Introducing a new perspective to our Wednesday Feature!


poet of the month: Kirsten Cliff Elliot

January 24, 2024


hoping I'll know

when I've become whole . . .

so much to learn

watching the sunflowers

watching the sun


LYNX XXVIII:2 (June, 2013) from 'Uncharted Depths' tanka sequence with Kat Creighton


sipping coffee


to the sound of dead leaves


sweeping across the path . . .


my definition of success


changing day by day


A Hundred Gourds 3:1 (December, 2013)


Our warmest thanks to Kirsten Cliff Elliot for sharing her very lovely tanka and thoughts with us. Much to reflect on and learn here.


4.

TTH: Who are your favourite tanka poets? In addition to tanka what other genres of poetry do you write or read? Tell us about some of the books you've enjoyed. 

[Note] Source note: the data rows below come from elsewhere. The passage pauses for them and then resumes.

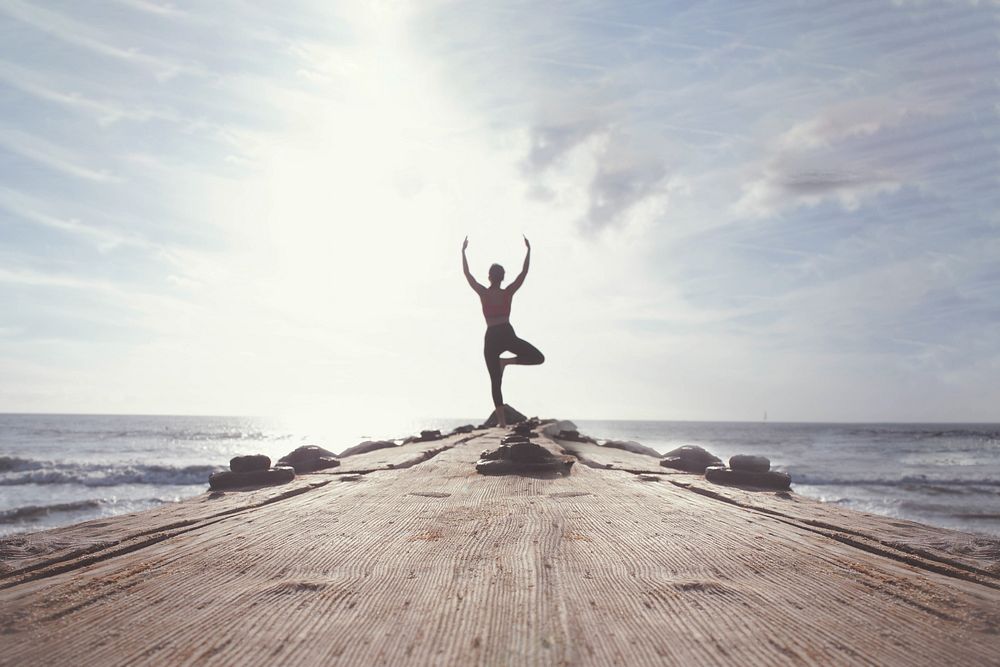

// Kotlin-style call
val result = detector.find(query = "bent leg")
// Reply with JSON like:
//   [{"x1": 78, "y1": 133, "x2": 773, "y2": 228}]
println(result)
[{"x1": 504, "y1": 338, "x2": 545, "y2": 366}]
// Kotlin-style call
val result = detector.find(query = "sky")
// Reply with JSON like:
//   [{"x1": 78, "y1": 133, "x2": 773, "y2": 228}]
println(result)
[{"x1": 0, "y1": 0, "x2": 1000, "y2": 422}]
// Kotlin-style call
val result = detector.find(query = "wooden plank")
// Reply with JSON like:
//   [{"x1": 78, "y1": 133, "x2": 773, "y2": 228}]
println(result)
[
  {"x1": 0, "y1": 430, "x2": 1000, "y2": 665},
  {"x1": 0, "y1": 433, "x2": 479, "y2": 585}
]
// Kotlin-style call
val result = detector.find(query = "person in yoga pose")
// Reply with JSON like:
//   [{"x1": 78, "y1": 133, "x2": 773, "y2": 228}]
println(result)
[{"x1": 462, "y1": 236, "x2": 545, "y2": 426}]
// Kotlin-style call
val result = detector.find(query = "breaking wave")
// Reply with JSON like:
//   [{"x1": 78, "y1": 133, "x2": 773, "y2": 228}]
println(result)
[{"x1": 0, "y1": 456, "x2": 224, "y2": 486}]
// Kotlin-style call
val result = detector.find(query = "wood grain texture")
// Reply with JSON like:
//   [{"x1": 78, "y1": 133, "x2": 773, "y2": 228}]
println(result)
[{"x1": 0, "y1": 429, "x2": 1000, "y2": 665}]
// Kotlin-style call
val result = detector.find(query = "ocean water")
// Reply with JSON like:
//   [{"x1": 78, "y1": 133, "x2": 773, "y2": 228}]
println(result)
[{"x1": 0, "y1": 415, "x2": 1000, "y2": 536}]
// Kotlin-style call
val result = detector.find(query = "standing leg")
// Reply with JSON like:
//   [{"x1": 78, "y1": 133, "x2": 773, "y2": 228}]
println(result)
[{"x1": 483, "y1": 334, "x2": 507, "y2": 426}]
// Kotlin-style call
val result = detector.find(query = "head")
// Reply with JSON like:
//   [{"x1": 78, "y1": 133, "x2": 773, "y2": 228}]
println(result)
[{"x1": 490, "y1": 264, "x2": 504, "y2": 285}]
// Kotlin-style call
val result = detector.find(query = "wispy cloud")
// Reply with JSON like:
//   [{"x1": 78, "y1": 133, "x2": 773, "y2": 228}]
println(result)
[
  {"x1": 0, "y1": 0, "x2": 201, "y2": 78},
  {"x1": 0, "y1": 127, "x2": 122, "y2": 183}
]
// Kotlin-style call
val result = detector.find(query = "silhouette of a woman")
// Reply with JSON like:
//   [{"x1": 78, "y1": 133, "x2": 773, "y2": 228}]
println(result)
[{"x1": 462, "y1": 236, "x2": 545, "y2": 426}]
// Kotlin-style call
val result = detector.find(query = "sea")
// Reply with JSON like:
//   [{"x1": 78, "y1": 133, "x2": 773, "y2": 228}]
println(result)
[{"x1": 0, "y1": 414, "x2": 1000, "y2": 537}]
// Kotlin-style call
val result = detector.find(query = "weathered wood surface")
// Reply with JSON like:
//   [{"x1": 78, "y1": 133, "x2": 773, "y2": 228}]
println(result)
[
  {"x1": 0, "y1": 434, "x2": 484, "y2": 587},
  {"x1": 0, "y1": 430, "x2": 1000, "y2": 665},
  {"x1": 556, "y1": 440, "x2": 1000, "y2": 575}
]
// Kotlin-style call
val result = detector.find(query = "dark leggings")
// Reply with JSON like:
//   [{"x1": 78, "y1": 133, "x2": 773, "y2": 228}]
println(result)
[{"x1": 483, "y1": 322, "x2": 545, "y2": 405}]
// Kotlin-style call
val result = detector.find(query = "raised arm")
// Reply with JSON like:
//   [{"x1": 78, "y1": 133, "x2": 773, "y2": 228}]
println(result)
[
  {"x1": 462, "y1": 236, "x2": 486, "y2": 294},
  {"x1": 507, "y1": 236, "x2": 531, "y2": 293}
]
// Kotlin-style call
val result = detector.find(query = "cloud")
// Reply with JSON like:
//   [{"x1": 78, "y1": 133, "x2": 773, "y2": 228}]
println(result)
[
  {"x1": 0, "y1": 127, "x2": 122, "y2": 183},
  {"x1": 0, "y1": 0, "x2": 201, "y2": 79}
]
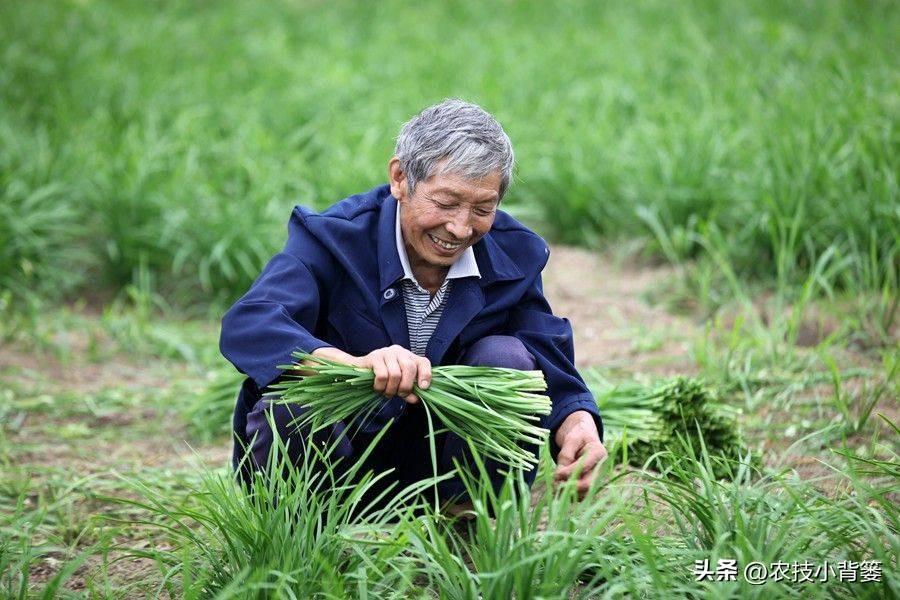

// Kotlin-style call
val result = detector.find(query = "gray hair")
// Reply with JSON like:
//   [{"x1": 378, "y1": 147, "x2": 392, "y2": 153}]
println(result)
[{"x1": 394, "y1": 98, "x2": 515, "y2": 198}]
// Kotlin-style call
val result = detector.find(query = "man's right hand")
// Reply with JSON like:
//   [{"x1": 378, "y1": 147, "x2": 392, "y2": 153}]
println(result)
[{"x1": 312, "y1": 344, "x2": 431, "y2": 404}]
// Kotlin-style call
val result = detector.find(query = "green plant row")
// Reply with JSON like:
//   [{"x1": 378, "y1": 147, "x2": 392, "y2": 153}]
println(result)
[{"x1": 587, "y1": 370, "x2": 749, "y2": 474}]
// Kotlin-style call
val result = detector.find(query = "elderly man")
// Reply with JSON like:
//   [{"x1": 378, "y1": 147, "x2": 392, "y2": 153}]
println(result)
[{"x1": 221, "y1": 100, "x2": 606, "y2": 500}]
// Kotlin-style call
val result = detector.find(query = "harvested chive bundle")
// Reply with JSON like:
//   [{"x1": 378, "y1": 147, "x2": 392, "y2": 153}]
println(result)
[
  {"x1": 272, "y1": 352, "x2": 551, "y2": 469},
  {"x1": 587, "y1": 371, "x2": 747, "y2": 474}
]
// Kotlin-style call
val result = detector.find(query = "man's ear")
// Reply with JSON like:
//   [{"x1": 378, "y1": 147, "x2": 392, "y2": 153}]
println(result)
[{"x1": 388, "y1": 156, "x2": 409, "y2": 202}]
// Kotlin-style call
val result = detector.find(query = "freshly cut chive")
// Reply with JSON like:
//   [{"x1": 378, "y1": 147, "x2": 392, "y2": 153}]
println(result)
[{"x1": 272, "y1": 352, "x2": 552, "y2": 469}]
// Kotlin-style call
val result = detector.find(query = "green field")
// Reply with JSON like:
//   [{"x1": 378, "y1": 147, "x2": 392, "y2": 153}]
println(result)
[{"x1": 0, "y1": 0, "x2": 900, "y2": 598}]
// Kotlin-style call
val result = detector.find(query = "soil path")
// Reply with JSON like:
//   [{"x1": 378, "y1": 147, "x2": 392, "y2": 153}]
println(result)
[{"x1": 543, "y1": 246, "x2": 698, "y2": 375}]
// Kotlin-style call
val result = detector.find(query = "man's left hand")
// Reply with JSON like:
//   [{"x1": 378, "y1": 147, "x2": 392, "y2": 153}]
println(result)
[{"x1": 554, "y1": 410, "x2": 607, "y2": 498}]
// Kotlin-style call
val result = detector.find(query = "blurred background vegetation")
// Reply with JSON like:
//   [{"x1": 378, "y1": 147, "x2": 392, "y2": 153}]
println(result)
[{"x1": 0, "y1": 0, "x2": 900, "y2": 318}]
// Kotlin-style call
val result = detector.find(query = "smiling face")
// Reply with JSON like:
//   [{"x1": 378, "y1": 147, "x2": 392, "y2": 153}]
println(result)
[{"x1": 390, "y1": 157, "x2": 500, "y2": 285}]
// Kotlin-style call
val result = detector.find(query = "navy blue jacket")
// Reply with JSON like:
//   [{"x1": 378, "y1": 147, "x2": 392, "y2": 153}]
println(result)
[{"x1": 220, "y1": 185, "x2": 603, "y2": 456}]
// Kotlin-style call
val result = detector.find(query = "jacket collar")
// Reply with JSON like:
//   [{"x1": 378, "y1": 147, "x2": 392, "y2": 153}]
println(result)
[{"x1": 378, "y1": 194, "x2": 525, "y2": 292}]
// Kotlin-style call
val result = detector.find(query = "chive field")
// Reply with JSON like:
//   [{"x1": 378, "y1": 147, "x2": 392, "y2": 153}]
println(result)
[{"x1": 0, "y1": 0, "x2": 900, "y2": 599}]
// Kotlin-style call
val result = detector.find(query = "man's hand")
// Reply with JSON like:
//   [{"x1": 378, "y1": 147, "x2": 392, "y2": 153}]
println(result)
[
  {"x1": 554, "y1": 410, "x2": 606, "y2": 498},
  {"x1": 312, "y1": 345, "x2": 431, "y2": 404}
]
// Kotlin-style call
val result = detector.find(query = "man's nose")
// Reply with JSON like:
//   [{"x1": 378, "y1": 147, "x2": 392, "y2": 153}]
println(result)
[{"x1": 447, "y1": 216, "x2": 472, "y2": 240}]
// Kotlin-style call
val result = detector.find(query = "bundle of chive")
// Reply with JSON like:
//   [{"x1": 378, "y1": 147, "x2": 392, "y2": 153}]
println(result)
[
  {"x1": 586, "y1": 370, "x2": 747, "y2": 474},
  {"x1": 272, "y1": 352, "x2": 551, "y2": 469}
]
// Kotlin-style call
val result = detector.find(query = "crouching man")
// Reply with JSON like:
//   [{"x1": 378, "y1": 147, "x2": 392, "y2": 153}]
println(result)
[{"x1": 220, "y1": 100, "x2": 606, "y2": 501}]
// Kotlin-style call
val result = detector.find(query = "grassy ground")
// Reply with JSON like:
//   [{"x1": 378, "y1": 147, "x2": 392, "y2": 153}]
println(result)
[
  {"x1": 0, "y1": 0, "x2": 900, "y2": 304},
  {"x1": 0, "y1": 248, "x2": 900, "y2": 598},
  {"x1": 0, "y1": 0, "x2": 900, "y2": 598}
]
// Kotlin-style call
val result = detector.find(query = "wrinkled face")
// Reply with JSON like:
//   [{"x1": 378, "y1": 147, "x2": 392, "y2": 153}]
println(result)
[{"x1": 391, "y1": 161, "x2": 500, "y2": 270}]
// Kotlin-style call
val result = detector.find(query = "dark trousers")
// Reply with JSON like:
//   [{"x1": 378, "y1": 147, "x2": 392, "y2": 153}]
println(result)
[{"x1": 236, "y1": 335, "x2": 538, "y2": 501}]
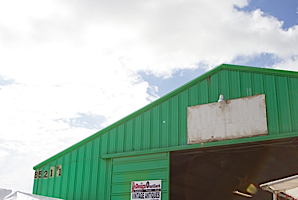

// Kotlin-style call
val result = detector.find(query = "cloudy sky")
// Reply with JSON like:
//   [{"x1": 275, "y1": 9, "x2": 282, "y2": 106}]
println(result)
[{"x1": 0, "y1": 0, "x2": 298, "y2": 193}]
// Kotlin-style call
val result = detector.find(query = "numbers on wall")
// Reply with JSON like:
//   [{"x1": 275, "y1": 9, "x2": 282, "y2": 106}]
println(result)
[{"x1": 34, "y1": 165, "x2": 62, "y2": 179}]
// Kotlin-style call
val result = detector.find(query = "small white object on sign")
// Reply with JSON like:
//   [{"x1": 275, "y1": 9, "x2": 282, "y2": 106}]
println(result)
[{"x1": 187, "y1": 94, "x2": 268, "y2": 144}]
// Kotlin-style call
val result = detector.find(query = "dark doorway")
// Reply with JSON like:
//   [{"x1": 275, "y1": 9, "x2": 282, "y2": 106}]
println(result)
[{"x1": 170, "y1": 138, "x2": 298, "y2": 200}]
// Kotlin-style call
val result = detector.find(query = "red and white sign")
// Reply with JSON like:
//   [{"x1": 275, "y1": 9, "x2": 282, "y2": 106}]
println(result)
[{"x1": 131, "y1": 180, "x2": 161, "y2": 200}]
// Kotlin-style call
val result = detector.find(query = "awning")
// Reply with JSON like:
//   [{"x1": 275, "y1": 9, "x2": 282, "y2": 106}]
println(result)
[{"x1": 260, "y1": 175, "x2": 298, "y2": 200}]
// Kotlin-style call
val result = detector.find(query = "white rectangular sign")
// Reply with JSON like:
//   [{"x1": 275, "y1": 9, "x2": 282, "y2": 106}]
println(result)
[
  {"x1": 131, "y1": 180, "x2": 161, "y2": 200},
  {"x1": 187, "y1": 94, "x2": 268, "y2": 144}
]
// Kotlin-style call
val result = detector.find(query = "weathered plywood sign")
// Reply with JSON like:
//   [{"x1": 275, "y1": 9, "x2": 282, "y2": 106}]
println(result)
[{"x1": 187, "y1": 94, "x2": 268, "y2": 144}]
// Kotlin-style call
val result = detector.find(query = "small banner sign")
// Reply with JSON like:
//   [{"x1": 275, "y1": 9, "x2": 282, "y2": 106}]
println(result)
[{"x1": 131, "y1": 180, "x2": 161, "y2": 200}]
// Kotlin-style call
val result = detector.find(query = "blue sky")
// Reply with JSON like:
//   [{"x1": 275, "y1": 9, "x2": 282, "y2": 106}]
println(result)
[{"x1": 0, "y1": 0, "x2": 298, "y2": 192}]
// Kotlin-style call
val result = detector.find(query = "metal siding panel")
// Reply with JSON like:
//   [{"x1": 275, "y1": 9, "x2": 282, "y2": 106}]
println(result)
[
  {"x1": 178, "y1": 90, "x2": 188, "y2": 145},
  {"x1": 67, "y1": 149, "x2": 78, "y2": 199},
  {"x1": 49, "y1": 157, "x2": 64, "y2": 198},
  {"x1": 275, "y1": 76, "x2": 292, "y2": 133},
  {"x1": 218, "y1": 70, "x2": 230, "y2": 99},
  {"x1": 252, "y1": 73, "x2": 264, "y2": 95},
  {"x1": 107, "y1": 128, "x2": 116, "y2": 153},
  {"x1": 188, "y1": 84, "x2": 199, "y2": 106},
  {"x1": 81, "y1": 141, "x2": 93, "y2": 199},
  {"x1": 40, "y1": 165, "x2": 49, "y2": 196},
  {"x1": 100, "y1": 133, "x2": 108, "y2": 155},
  {"x1": 151, "y1": 106, "x2": 160, "y2": 149},
  {"x1": 161, "y1": 101, "x2": 170, "y2": 148},
  {"x1": 74, "y1": 145, "x2": 85, "y2": 199},
  {"x1": 143, "y1": 111, "x2": 151, "y2": 149},
  {"x1": 97, "y1": 159, "x2": 111, "y2": 199},
  {"x1": 229, "y1": 71, "x2": 241, "y2": 99},
  {"x1": 124, "y1": 120, "x2": 133, "y2": 151},
  {"x1": 209, "y1": 74, "x2": 220, "y2": 103},
  {"x1": 116, "y1": 124, "x2": 124, "y2": 153},
  {"x1": 264, "y1": 75, "x2": 279, "y2": 135},
  {"x1": 198, "y1": 80, "x2": 209, "y2": 104},
  {"x1": 169, "y1": 96, "x2": 179, "y2": 146},
  {"x1": 133, "y1": 115, "x2": 143, "y2": 151},
  {"x1": 89, "y1": 137, "x2": 101, "y2": 199},
  {"x1": 240, "y1": 72, "x2": 252, "y2": 97},
  {"x1": 60, "y1": 153, "x2": 71, "y2": 199},
  {"x1": 289, "y1": 78, "x2": 298, "y2": 132},
  {"x1": 32, "y1": 174, "x2": 38, "y2": 194}
]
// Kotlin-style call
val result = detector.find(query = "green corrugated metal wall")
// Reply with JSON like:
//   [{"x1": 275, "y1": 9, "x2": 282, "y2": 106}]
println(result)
[
  {"x1": 33, "y1": 65, "x2": 298, "y2": 199},
  {"x1": 111, "y1": 153, "x2": 169, "y2": 200}
]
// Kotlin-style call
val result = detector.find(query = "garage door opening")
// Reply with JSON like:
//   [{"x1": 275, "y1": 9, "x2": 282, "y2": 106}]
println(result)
[{"x1": 170, "y1": 138, "x2": 298, "y2": 200}]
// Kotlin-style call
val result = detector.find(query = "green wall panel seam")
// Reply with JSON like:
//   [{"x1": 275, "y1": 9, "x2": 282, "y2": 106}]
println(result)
[{"x1": 102, "y1": 132, "x2": 298, "y2": 159}]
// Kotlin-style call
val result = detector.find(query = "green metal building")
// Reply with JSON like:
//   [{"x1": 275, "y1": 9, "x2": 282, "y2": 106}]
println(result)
[{"x1": 33, "y1": 64, "x2": 298, "y2": 200}]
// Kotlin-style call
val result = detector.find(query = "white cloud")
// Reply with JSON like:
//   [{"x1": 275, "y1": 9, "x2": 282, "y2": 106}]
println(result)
[{"x1": 0, "y1": 0, "x2": 298, "y2": 192}]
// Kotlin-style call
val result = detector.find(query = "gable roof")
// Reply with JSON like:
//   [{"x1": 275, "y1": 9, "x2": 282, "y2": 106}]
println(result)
[{"x1": 33, "y1": 64, "x2": 298, "y2": 169}]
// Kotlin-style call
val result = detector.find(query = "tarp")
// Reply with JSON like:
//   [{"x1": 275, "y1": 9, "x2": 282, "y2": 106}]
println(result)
[
  {"x1": 260, "y1": 175, "x2": 298, "y2": 200},
  {"x1": 0, "y1": 188, "x2": 62, "y2": 200}
]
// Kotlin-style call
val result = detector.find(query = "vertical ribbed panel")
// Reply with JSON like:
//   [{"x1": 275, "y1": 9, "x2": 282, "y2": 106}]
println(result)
[
  {"x1": 33, "y1": 65, "x2": 298, "y2": 199},
  {"x1": 110, "y1": 153, "x2": 169, "y2": 200}
]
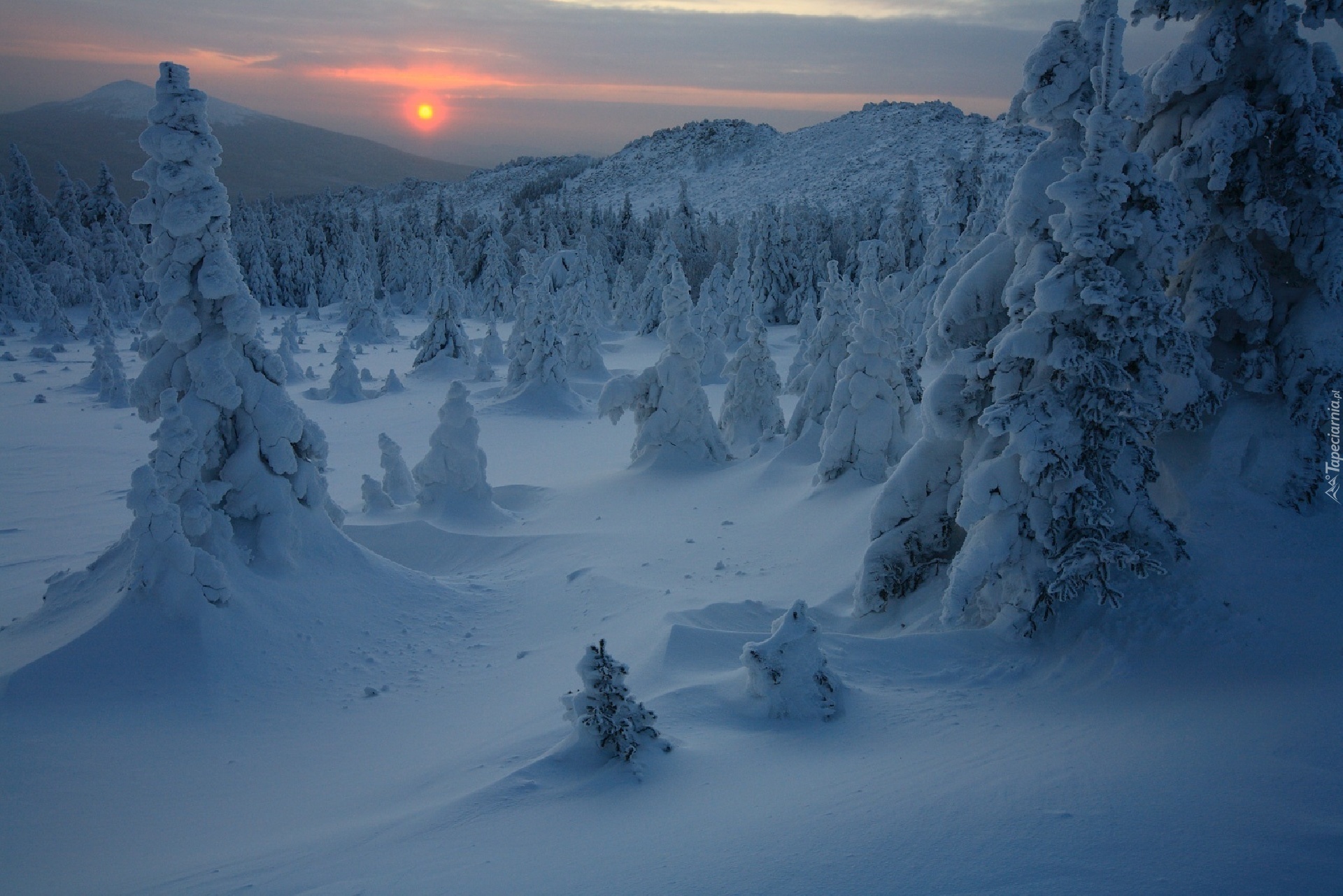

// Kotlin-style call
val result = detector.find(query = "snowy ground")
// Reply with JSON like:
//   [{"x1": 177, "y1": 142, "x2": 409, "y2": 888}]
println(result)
[{"x1": 0, "y1": 311, "x2": 1343, "y2": 893}]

Kirsten: When I think of people’s tanka that inspires and resonates with me I immediately think of Margaret Dornaus, Debbie Strang, Pamela A. Babusci, Claire Everett and in years past Svetlana Morisova, Hortensia Anderson, Kat Creighton and Andre Surridge (the latter four poets have passed away). As well as tanka, I read all of the genres within haikai and don't stray far unless something particularly catches my eye. Most recently that was What the Water Gave Me: Poems After Frida Kahlo by Pascale Petit. I came across this when creating a poetry book display in the library for National Poetry Day. I’m a huge fan of Frida Kahlo as I can relate to her pain and suffering and this collection didn’t disappoint. I also love novels written in verse (also called ‘verse novels’) and read a lot of these, anything I can get my hands on, mostly young adult fiction. I’m writing one myself, which I started in 2018 and has been on pause for a couple of years; I’m always hoping I’ll get time to go back to it.


5.

TTH: Can you give any advice to someone wanting to write and publish tanka? As an editor what are you looking for in a tanka that makes it most likely to get published? 

  

Kirsten: My advice to budding tanka poets is to read, and maybe go to a tanka workshop if you can. I learn best by doing and by imitation. I study what others have done that I like then try to replicate that. From this, I can develop a good technique. It’s about learning the basics of how to build a tanka poem and following those guidelines before breaking the rules. Starting out this way means, if you get lost, you'll always be able to find your way back. A book I would come back to if I got stuck, felt unsure or just hadn’t written tanka for a long time, would be Modern Japanese Tanka: An Anthology by Makoto Ueda and the journal Moonbathing: A Journal of Women’s Tanka edited by Pamela A. Babusci. What I am looking for in a tanka is beauty, truth and resonance.

Bio note:

Kirsten Cliff Elliot describes herself as a reader, writer and librarian from New Zealand, now living in England. She also identifies as Queer and chronically ill/disabled. Kirsten has been writing and publishing haikai since 2007 and has taught poetry workshops in schools and online. She was formerly the editor of the haikai section of the New Zealand Poetry Society magazine, a fine line. She also judged the junior section of their International Haiku Competition in 2013. Kirsten published an e-chapbook of haiku and tanka in 2011, thinking of you: twenty poems of love, which she distributed as a free gift for Valentine’s Day. In 2019, her first full-length collection of haiku and tanka came out, Patient Property: a journey through leukaemia (Velvet Dusk Publishing), which was shortlisted in The Haiku Foundation’s Touchstone Distinguished Books Award 2019. Copies are available for purchase HERE. Outside of writing, reading and exploring England with her husband, she is most involved with CILIP: The library and information association (UK) as: Digital Champion for the LGBTQ+ Network; an assessor on the Professional Registration Panel; and was recently named in the CILIP 125, a list of the next generation of professionals who will lead the sector into a new age of information.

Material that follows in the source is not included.